While it is possible for ASIC to attempt to enforce an EU in court where there is a substantial breach, the likelihood of this occurring seems relatively low. When an EU is breached ASIC tends to seek to reopen negotiations and either vary the initial EU or enter into a new EU. This may be because of the cost of instituting enforcement proceedings as well as because the court will not automatically enforce an EU. When asked to enforce an EU, the court will consider procedural fairness and the appropriateness of the terms of the EU3. Thus the court must first determine whether a breach of the EU has occurred (if there is no breach no enforcement consequences will follow) and, if a breach can be shown, whether the EU can be enforced (for example, its terms may lack certainty).

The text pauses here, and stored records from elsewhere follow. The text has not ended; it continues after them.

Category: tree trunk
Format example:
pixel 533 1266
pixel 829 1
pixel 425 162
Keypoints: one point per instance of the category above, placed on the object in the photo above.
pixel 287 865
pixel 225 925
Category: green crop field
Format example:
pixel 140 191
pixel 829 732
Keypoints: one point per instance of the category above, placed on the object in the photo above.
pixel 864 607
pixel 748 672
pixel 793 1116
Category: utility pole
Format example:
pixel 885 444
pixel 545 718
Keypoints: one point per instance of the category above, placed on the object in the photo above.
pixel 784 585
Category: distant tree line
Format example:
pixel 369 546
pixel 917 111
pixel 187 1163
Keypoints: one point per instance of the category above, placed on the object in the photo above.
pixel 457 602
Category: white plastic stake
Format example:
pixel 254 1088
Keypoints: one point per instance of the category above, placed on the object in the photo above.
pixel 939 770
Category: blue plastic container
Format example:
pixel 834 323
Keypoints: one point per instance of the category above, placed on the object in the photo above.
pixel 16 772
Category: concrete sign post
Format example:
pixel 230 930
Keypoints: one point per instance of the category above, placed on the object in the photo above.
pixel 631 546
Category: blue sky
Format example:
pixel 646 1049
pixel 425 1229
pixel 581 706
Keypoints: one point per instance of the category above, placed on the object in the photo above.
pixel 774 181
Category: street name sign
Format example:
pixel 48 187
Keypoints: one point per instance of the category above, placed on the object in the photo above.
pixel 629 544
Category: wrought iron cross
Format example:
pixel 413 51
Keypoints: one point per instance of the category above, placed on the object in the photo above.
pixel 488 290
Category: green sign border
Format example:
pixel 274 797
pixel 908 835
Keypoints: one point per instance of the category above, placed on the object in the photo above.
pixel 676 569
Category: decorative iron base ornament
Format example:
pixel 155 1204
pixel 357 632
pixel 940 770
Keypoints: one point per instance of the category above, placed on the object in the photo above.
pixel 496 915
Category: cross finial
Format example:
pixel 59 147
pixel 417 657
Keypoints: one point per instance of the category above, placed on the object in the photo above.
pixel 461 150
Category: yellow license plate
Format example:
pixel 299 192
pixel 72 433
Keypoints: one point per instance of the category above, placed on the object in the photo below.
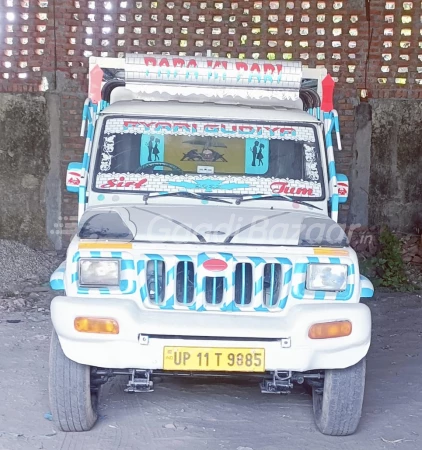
pixel 214 359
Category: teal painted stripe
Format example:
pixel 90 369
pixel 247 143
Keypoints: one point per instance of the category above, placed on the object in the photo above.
pixel 334 260
pixel 257 260
pixel 300 268
pixel 283 302
pixel 319 295
pixel 259 284
pixel 127 264
pixel 313 259
pixel 155 257
pixel 288 276
pixel 366 293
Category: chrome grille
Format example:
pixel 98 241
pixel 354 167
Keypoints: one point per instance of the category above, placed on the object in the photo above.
pixel 214 290
pixel 185 285
pixel 156 270
pixel 272 284
pixel 243 284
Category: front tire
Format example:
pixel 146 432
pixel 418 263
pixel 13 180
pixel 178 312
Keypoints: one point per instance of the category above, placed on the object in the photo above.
pixel 72 401
pixel 338 409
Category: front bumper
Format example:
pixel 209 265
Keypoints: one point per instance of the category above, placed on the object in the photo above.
pixel 207 329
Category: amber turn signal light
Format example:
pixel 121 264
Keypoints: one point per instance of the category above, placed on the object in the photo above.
pixel 96 325
pixel 330 330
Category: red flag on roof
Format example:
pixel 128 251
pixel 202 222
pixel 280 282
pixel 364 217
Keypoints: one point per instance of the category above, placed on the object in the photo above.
pixel 95 80
pixel 327 103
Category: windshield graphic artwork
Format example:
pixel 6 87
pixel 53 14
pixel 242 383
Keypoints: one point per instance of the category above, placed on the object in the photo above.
pixel 149 156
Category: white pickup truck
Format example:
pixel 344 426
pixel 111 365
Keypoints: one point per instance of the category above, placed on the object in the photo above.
pixel 208 239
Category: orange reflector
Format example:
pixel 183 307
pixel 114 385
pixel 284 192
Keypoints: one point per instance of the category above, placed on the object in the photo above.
pixel 330 330
pixel 96 325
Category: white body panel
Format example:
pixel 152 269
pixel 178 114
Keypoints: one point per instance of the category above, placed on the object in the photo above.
pixel 124 350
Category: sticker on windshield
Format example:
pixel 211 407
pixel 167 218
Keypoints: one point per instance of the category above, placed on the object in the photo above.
pixel 107 154
pixel 205 169
pixel 256 156
pixel 311 168
pixel 152 148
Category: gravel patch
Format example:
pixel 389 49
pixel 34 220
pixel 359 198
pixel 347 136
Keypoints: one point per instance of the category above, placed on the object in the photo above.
pixel 21 266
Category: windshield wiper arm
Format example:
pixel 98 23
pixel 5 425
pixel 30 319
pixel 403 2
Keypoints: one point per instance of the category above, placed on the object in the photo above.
pixel 276 197
pixel 184 194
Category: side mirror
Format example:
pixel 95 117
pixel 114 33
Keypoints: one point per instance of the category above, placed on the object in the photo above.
pixel 343 188
pixel 73 177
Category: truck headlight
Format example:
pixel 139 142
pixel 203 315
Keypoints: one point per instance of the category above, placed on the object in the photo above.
pixel 99 272
pixel 326 277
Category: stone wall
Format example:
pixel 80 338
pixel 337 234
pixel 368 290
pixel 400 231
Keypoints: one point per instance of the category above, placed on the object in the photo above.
pixel 24 167
pixel 366 243
pixel 395 188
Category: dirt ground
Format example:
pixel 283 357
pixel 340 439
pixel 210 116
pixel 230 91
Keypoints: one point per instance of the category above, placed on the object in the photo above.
pixel 220 415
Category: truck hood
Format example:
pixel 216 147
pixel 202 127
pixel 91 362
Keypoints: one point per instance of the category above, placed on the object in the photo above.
pixel 204 224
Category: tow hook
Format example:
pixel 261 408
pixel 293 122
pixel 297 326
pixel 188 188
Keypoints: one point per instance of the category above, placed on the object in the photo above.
pixel 282 381
pixel 280 384
pixel 140 381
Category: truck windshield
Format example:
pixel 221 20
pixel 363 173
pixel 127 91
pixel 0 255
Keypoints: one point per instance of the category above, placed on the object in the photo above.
pixel 145 155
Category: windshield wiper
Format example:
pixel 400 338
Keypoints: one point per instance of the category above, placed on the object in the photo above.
pixel 184 194
pixel 275 197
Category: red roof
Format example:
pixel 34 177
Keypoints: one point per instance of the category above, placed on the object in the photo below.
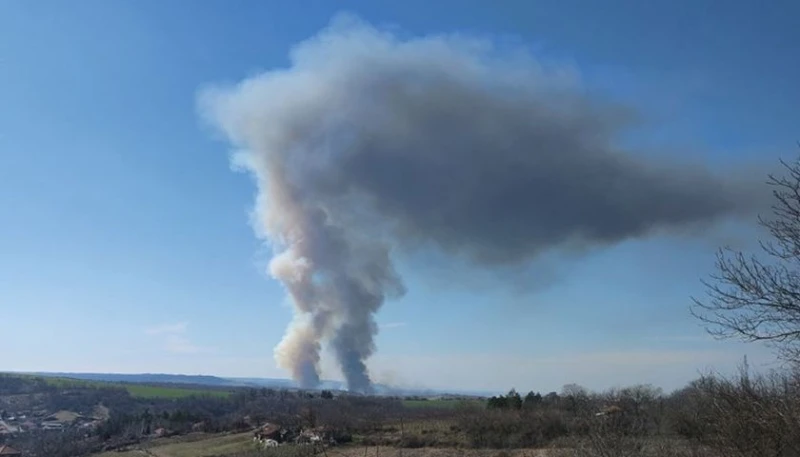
pixel 8 450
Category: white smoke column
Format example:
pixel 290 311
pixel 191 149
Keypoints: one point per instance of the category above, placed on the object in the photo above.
pixel 368 142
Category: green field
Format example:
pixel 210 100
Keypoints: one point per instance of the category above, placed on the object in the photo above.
pixel 441 404
pixel 140 390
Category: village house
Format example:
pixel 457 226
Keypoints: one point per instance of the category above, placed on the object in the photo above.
pixel 8 451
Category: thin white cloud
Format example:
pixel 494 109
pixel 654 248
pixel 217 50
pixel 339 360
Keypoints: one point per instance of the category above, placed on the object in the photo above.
pixel 174 339
pixel 165 329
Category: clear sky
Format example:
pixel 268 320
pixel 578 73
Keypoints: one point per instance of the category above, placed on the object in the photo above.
pixel 125 244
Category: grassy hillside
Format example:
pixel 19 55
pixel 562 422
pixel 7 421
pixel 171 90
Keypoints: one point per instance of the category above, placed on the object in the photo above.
pixel 141 390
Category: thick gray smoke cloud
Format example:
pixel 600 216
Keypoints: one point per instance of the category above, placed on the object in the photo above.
pixel 368 142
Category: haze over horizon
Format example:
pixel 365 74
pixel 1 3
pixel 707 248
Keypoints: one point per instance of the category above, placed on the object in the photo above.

This can lead to very uncertain prospects of success for ASIC in seeking to enforce compliance with an EU.
The bottom line
EUs have emerged as a prevalent regulatory enforcement tool in recent years and this trend is only likely to continue.
This can been seen as a constructive development in enforcement trends, since the negotiated aspects of EUs allow the regulated party to influence the enforcement outcome and preserve their reputation, while still allowing breaches to be rectified in a timely and cost effective manner.
2 ASIC's policy on public comment is found in Information Sheet 152.
3 Marina Nehme, 'Enforceable undertakings: are they procedurally fair?' (2010) 32 Sydney Law Review 471, 496.